Transwell invasion and migration assay

For the invasion assay, we precoated the bottom of the upper chambers of transwell plates (8 μm, Corning Costar, MA, USA) with Matrigel (BD Biosciences, San Jose, CA), diluted at a ratio of 1:8. Cells in serum-free medium were seeded on to the filter of the upper chambers, and DMEM containing 10% FBS was added to the lower chambers. The plates were then incubated for 48 h. For the migration assay, the plates were not precoated in Matrigel. After 48 h, non-invading cells were gently removed with a cotton swab. The invading cells were fixed in 4% paraformaldehyde for 15 min, then stained with 0.1% crystal violet solution for 30 min. The images were taken from five randomly selected areas under the microscope.

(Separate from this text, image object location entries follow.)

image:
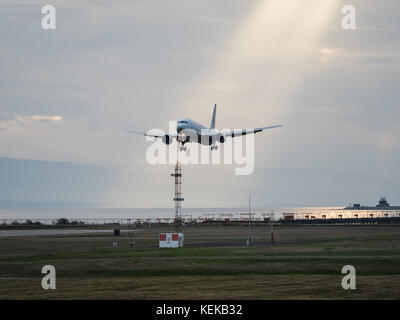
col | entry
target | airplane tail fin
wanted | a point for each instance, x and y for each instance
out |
(212, 126)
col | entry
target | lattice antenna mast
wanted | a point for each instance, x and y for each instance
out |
(178, 196)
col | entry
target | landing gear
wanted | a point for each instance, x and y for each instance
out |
(182, 148)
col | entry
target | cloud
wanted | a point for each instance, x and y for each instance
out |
(24, 120)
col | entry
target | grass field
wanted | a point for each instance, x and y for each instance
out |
(304, 263)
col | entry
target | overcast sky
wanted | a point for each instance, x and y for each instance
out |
(70, 94)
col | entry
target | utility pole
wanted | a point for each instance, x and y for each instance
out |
(178, 195)
(272, 226)
(249, 238)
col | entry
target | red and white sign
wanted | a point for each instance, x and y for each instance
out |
(171, 240)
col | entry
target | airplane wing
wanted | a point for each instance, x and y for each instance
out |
(151, 134)
(237, 133)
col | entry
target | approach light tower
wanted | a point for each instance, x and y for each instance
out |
(178, 196)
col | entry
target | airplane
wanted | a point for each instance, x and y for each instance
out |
(188, 130)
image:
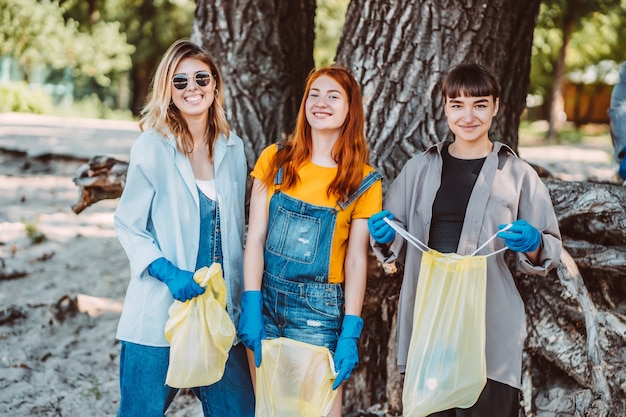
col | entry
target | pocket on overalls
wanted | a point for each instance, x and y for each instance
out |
(327, 301)
(294, 236)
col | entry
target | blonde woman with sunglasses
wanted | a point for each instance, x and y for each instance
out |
(182, 209)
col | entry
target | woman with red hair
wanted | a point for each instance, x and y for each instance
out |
(306, 251)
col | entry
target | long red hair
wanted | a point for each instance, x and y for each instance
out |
(350, 151)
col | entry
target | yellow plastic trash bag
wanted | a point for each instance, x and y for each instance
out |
(446, 365)
(295, 379)
(200, 333)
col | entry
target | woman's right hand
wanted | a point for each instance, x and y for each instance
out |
(251, 327)
(379, 229)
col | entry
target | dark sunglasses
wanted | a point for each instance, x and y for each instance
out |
(202, 78)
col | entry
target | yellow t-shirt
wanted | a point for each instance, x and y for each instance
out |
(314, 181)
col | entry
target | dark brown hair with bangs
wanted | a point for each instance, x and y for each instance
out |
(469, 80)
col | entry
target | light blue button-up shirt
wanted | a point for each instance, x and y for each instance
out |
(158, 216)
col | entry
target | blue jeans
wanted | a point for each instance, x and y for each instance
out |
(144, 394)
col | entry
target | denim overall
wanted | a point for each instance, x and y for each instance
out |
(298, 301)
(232, 395)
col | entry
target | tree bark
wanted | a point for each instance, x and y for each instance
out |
(400, 51)
(576, 319)
(264, 50)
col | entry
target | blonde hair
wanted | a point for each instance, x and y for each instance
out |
(162, 115)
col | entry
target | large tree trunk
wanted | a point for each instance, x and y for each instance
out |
(574, 358)
(264, 50)
(576, 319)
(399, 52)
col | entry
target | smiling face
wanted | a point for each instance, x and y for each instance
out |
(326, 106)
(194, 100)
(470, 118)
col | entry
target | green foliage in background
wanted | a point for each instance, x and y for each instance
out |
(18, 97)
(38, 34)
(595, 33)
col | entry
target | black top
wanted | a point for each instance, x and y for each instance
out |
(457, 181)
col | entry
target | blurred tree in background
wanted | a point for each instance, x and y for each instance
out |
(574, 38)
(51, 47)
(109, 48)
(149, 26)
(330, 16)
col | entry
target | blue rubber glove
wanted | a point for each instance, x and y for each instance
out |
(181, 283)
(347, 355)
(521, 237)
(622, 166)
(251, 328)
(379, 229)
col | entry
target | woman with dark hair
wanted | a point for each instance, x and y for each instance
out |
(306, 251)
(182, 209)
(455, 196)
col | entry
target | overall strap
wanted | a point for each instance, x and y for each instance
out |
(367, 182)
(278, 178)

Luciferase activity analysis

293 T Cells and Smmc-7721 Cells were transfected with 200 ng pmirGLO plasmid using Lipofectamine 2000 (Invitrogen) with NC mimic + BRF2-WT, hsa-miR-409-3p mimics + BRF2-WT, NC mimic + BRF2 mut, or hsa-miR-409-3p mimics + BRF2-mut. The renilla luciferase reporter vector pRL-TK was used as an internal control. After 48 h following transfection, firefly and renilla luciferase activities were sequentially detected by the Dual Luciferase Reporter Assay system (Promega, Madison, WI, USA).

Animal study

The animals were used according to an experimental protocol approved by the Medical Experimental Animal Care Commission of Shandong University. For the in vivo metastasis assay, 4–5-week-old female immunodeficient mice (nude mice; 5 per group) were injected were injected with 1 × 106 cells that were transfected with either NC lentivirus (control) or BRF2 knockdown lentivirus (sh-BRF2) through the lateral tail vein. The mice were then executed six weeks later according to standard procedure. The livers and lungs were collected and fixed in 10% buffered formalin. The lung samples were embedded in paraffin, sectioned, and stained with hematoxylin and eosin (H&E).

Immunohistochemistry

Paraffin sections of tumor tissues were cut at a thickness of 5 μm. Sections were incubated with the primary antibody anti-CK8 (ab53280, 1:200, Abcam) at 4 °C overnight. Sections were incubated with HRP‐polymer-conjugated secondary antibodies after washing with phosphate‐buffered saline, and then they were immunostained using a DAB plus kit (ZSGB-Bio, Beijing,China).

Statistical analysis

Data analysis was performed by SPSS statistical software (version 11.5). Numerical data are shown as the mean ± SEM (standard error of mean). Comparison of categorical variables was calculated using Fisher’s exact test or χ2 test. Two-tailed tests were used for statistical analysis. Statistical significance was considered to be P < 0.05.